Dead on article by Gary Parrish of cbssportsline.com:
The next move in the ongoing game of conference realignment has been made.
And the Big 12 made it.
Which is why the Big 12 seems poised to survive in this eat-or-be-eaten world of college athletics while the Big East continues to get picked apart by anybody and everybody. Pittsburgh and Syracuse announced last month that they're leaving for the ACC; that took the Big East down to seven football-playing schools. Now TCU, according to my colleague Brett McMurphy, is headed to the Big 12 and leaving the Big East with just six football-playing schools ... at least one of which (Connecticut) has made it clear it would like to find a new home, too. Meantime, the Big East has done nothing of note. The league is just sitting there taking punches to the face, one after another, and, consequently, sooner or later, it'll be down for the count and in no position to adequately recover.
The possible additions of Army and Navy won't fix the Big East's problems.
At this point, I can't imagine anything really will.
What the Big East should've done is tried to take advantage of the Big 12's turmoil last month and offered invitations to any Midwest school willing to leave the Texas-Oklahoma fight behind.
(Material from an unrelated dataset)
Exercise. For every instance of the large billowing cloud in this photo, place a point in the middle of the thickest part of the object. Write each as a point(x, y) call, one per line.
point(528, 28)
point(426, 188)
It might not have worked, obviously. But if we've learned anything over the past few years it's that one way to strengthen yourself is to damage the competition, and that's something the ACC highlighted when it targeted Pittsburgh and Syracuse. The Big 12, under new leadership, also understands this approach. But the Big East never has and apparently never will. So it can add Army and Navy if it wants, and perhaps East Carolina, Temple, UCF and SMU, too. But the decision to be reactive rather than proactive has put the Big East in a nearly impossible situation, and, truth be told, the storied league has only itself to blame.